00 — System Overview

Structural Model


The IDL structural model organises the system into six layers: Primitives, Tokens, Components, Patterns, Platforms, and Governance. Each layer depends only on the layers beneath it. Cross-layer dependencies in the upward direction are a specification violation. This layering is enforced by the compiler's reference-resolution rules, not by authoring convention.

The Six Layers

LayerContentsDepends On
GovernanceRFC process, versioning policy, deprecation, changelogAll layers (governance authority)
PlatformsWeb, native, design tool, CI/CD emitter contractsComponents, Tokens
PatternsMulti-component composition schemasComponents
ComponentsProps, slots, states, variants, composition rulesTokens
TokensPrimitive, Semantic, Component tier token declarationsPrimitives
PrimitivesGrammar, syntax, type system, axioms, invariants(foundation — no dependencies)

Dependency Direction

References flow downward only.
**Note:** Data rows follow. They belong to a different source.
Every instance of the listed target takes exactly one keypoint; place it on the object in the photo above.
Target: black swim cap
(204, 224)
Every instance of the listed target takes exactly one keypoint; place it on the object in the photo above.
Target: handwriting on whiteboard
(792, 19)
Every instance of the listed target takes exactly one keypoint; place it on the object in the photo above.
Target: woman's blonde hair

A Component token may reference a Semantic token; a Semantic token may reference a Primitive token; a Primitive token references no other token. A component declaration may not reference another component's internal tokens. A platform emitter receives the validated AST from the compiler; it does not write back to the token or component layers.

Why Layering Matters

Strict layering makes each level of the system independently auditable. When a token value changes, the compiler can determine the full set of affected components without inspecting platform output. When a component's state machine changes, the compiler can validate all slot graphs that reference it without traversing platform-specific code. The architecture is designed for confident, large-scale change.